Portfolio projections is a feature on the platform that simulates for a client account, a distribution of future portfolio performance in good, average and poor market outcomes. These projections are based on the cash flows and the asset class makeup of the portfolio, and can be simulated at a client account or individual portfolio level.
To project the portfolio performance chart, the algorithm performs a statistical simulation through stochastic random sampling via a method called the Monte Carlo simulation. Monte Carlo simulations are a highly regarded tool to obtain an array of results for a statistical query, from a large dataset consisting of thousands of data points.
The simulation model produces thousands of projections of plausible future states, taking into account Mason Stevens’ view on assets, expected returns and implied volatility to predict future portfolio performance.
The values displayed on the simulated graph are not to be relied on as the exact portfolio or account values at the end of the period. Various factors such as fees and taxes will also influence the outcome based on the type of product being simulated.
The process begins with an initial value of the portfolio.
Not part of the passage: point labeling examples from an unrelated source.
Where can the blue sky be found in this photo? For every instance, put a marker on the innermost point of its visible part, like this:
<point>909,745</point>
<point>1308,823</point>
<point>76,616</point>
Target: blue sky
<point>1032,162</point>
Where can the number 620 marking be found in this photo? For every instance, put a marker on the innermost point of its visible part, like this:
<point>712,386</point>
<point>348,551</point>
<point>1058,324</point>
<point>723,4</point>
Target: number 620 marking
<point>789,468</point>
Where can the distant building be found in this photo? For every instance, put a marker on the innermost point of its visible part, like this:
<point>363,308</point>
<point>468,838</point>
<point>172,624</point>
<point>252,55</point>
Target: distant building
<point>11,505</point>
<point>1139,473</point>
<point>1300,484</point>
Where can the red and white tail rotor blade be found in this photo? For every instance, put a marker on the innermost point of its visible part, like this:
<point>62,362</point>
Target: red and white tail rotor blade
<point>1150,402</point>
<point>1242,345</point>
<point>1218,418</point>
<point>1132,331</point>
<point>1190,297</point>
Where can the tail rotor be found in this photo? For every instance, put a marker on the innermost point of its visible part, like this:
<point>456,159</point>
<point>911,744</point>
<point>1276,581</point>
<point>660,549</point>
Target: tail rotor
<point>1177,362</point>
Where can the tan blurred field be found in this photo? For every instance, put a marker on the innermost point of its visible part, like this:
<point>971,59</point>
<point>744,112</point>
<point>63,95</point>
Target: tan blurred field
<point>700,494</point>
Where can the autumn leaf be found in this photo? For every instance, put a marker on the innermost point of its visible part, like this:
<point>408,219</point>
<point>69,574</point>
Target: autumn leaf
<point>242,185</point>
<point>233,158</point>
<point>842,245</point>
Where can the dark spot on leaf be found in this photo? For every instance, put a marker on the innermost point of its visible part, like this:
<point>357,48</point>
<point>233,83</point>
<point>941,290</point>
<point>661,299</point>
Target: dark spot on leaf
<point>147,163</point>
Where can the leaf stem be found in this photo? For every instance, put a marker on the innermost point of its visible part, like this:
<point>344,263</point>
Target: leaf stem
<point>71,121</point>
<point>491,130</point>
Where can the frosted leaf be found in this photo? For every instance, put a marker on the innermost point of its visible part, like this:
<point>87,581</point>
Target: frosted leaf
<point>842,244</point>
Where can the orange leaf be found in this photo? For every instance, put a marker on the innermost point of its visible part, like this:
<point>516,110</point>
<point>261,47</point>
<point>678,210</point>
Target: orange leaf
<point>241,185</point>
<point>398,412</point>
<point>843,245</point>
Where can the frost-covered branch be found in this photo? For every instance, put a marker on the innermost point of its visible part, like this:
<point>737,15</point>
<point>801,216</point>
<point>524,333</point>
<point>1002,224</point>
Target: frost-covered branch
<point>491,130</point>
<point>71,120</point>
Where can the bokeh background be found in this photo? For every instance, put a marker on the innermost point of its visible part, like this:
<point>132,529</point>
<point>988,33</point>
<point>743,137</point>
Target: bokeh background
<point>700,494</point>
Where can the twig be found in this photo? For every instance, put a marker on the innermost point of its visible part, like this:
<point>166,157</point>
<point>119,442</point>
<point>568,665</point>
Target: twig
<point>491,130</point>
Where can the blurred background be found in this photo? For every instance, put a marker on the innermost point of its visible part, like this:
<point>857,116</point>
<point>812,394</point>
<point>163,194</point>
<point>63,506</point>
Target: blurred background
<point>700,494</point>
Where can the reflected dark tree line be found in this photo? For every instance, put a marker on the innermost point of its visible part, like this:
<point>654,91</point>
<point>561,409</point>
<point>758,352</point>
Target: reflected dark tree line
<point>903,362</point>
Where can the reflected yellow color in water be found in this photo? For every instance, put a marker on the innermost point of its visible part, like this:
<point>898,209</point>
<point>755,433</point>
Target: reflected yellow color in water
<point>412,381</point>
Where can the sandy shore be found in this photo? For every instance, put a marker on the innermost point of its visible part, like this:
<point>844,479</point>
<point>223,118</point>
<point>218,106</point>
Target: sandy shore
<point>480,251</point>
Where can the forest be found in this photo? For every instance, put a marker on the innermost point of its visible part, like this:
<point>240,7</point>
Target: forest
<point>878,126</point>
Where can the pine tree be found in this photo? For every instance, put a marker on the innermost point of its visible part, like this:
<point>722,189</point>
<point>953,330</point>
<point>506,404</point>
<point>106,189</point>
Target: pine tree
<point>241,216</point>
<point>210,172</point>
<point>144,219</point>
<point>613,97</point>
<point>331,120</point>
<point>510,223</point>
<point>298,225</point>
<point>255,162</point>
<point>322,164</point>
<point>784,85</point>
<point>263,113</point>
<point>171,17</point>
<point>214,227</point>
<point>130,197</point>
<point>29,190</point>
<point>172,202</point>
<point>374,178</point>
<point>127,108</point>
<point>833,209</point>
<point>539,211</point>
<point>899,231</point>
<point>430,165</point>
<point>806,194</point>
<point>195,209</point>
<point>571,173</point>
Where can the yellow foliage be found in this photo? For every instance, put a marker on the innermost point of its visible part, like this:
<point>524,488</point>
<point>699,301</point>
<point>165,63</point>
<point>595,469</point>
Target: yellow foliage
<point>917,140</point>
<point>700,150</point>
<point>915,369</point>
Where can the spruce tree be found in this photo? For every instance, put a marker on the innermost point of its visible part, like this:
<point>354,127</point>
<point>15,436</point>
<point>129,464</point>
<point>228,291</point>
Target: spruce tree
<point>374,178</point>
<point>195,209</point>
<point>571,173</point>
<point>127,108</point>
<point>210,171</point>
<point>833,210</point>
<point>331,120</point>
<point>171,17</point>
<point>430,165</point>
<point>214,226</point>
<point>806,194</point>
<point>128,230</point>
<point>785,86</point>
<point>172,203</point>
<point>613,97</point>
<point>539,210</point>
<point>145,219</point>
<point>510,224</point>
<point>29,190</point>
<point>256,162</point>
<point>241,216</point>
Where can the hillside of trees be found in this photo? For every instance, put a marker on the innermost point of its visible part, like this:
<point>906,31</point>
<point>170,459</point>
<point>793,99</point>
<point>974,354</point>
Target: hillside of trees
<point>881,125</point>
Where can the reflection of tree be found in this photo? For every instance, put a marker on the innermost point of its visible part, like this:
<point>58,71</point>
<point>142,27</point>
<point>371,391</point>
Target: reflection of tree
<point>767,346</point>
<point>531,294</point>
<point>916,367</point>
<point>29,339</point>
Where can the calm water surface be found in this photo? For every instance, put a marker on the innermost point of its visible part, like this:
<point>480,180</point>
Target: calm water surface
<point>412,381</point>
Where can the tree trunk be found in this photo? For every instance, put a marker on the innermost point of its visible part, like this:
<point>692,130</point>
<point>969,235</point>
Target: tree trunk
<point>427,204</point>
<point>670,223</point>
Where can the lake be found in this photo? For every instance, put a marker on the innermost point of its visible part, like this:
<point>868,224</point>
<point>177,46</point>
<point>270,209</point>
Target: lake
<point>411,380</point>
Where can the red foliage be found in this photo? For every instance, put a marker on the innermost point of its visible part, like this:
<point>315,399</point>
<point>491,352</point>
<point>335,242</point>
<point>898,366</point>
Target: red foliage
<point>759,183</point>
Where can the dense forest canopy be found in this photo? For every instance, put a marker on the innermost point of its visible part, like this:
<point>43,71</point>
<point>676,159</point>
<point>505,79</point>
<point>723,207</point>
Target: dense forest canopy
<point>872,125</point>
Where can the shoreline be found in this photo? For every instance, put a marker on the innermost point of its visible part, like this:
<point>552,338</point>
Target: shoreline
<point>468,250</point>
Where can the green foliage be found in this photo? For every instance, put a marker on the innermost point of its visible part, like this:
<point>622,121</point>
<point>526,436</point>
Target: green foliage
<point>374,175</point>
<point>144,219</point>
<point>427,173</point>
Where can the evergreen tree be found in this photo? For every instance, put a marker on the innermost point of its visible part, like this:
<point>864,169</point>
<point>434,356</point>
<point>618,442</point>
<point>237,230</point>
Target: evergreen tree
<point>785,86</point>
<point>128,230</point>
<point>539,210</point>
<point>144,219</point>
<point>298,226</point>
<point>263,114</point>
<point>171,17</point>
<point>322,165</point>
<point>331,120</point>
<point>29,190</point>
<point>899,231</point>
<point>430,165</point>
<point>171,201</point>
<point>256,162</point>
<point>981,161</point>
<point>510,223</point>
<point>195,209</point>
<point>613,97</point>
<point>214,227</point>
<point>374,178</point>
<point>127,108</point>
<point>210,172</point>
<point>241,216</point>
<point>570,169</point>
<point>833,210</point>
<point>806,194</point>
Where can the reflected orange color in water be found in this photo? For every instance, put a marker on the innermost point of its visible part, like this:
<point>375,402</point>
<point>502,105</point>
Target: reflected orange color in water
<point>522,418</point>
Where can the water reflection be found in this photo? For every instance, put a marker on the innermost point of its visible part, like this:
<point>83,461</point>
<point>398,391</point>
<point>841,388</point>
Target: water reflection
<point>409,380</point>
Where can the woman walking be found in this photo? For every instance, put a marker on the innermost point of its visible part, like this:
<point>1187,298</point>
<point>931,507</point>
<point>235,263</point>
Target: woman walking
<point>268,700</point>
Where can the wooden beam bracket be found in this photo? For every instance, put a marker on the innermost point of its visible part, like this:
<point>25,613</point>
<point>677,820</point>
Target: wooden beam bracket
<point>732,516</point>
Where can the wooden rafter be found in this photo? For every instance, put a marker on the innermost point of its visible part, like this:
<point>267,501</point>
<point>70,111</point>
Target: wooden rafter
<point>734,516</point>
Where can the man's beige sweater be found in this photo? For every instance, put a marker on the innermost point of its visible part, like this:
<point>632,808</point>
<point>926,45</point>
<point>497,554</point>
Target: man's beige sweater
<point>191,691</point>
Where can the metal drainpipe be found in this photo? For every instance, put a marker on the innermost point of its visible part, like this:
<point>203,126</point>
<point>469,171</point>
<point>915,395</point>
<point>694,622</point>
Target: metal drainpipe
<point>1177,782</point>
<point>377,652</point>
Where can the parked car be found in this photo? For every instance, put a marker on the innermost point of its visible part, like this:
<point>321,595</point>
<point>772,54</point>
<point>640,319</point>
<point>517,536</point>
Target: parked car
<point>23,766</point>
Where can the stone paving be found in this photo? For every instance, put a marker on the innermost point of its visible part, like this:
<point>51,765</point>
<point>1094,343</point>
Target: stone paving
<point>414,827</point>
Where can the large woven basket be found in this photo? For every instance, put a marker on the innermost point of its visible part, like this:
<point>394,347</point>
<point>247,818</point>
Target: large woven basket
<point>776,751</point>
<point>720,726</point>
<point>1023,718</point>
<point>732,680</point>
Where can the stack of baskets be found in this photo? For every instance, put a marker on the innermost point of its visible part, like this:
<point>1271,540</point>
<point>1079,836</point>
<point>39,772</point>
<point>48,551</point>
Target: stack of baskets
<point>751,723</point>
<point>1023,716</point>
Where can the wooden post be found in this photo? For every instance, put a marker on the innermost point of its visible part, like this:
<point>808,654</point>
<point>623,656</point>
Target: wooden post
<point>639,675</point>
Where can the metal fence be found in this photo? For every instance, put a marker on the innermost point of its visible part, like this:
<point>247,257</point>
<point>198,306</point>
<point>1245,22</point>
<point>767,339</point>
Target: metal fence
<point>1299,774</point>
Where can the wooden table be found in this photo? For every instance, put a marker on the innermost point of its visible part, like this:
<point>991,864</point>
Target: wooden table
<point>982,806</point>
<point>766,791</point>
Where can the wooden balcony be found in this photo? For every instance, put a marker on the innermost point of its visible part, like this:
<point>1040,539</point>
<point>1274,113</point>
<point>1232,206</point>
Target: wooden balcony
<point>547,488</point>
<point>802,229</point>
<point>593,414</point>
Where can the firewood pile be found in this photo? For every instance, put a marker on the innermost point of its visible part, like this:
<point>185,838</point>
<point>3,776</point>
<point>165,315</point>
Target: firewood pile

The value then grows and shrinks in each rebalance period (e.g. quarter), in each of the simulation paths, based on returns, contribution and withdrawals applied. The algorithm rebalances the entire portfolio to realign the weights after considering the returns and cashflows realised in that particular simulation path. For example, if the rebalance frequency is quarterly, then after every quarter the portfolio weights will match the original weights.
The results are summarised in a projection chart, as above, which shows good, average and poor outcomes based on the algorithms 10th, 50th and 90th percentile. This means the good path will only have 10% of returns with lower values than the predicted return while the poor path will have 90% of returns with lower values.
The algorithm relies on four key date inputs prepared by the Mason Stevens economics team, based on their view of investment markets and future volatility. The four key inputs are:
- Asset classes
- Expected return (gross of fees and any taxes)
- Implied volatility
- Correlations between the asset classes under review
The asset classes are based upon current platform model:
- Australian equity
- International equity
- Domestic cash
- Australian fixed income
- International cash
- International fixed income
- Multiclass (unused)
- Alternative & Other
Expected returns are a proprietary combination of Mason Stevens’ Investment Committee views, as well as historical statistical analysis, using geometric mean (averaging).
Implied volatility is a measure of the asset class sensitivity to fluctuations in prices through a normal market environment. A higher implied volatility implies a higher probability that the investment security, index or asset class will change in value, over the given time frame. Conversely, a lower implied volatility implies the opposite. This data is available through various financial derivative instruments – such as options, futures, swaps and forward – that allow Mason Stevens to assess the implied volatility for each asset class under review.
We analyse rolling correlations that are updated periodically in order to assess relationships with each asset class. For example, the correlation between Australian equity and international equity. In analysing this relationship, correlation data will highlight that for an incremental change in value of international equities, how much Australian equities would change in value relative to the international equities. The results are a continuum from -100% (inversely correlated) to 0% (uncorrelated) to +100% (perfectly correlated).
The portfolio projections are made using various assumptions of risk and return, volatilities and correlations that may or may not eventuate or persist and may not be factored into projected market prices.
While the input data is updated periodically, there is significant probability that expected returns may deviate due to changes in market prices and valuations, geopolitical and environmental events, changes in taxation and international taxation treaties, central bank market intervention, foreign currency exchange rate fluctuations and various other factors affecting financial instrument valuations.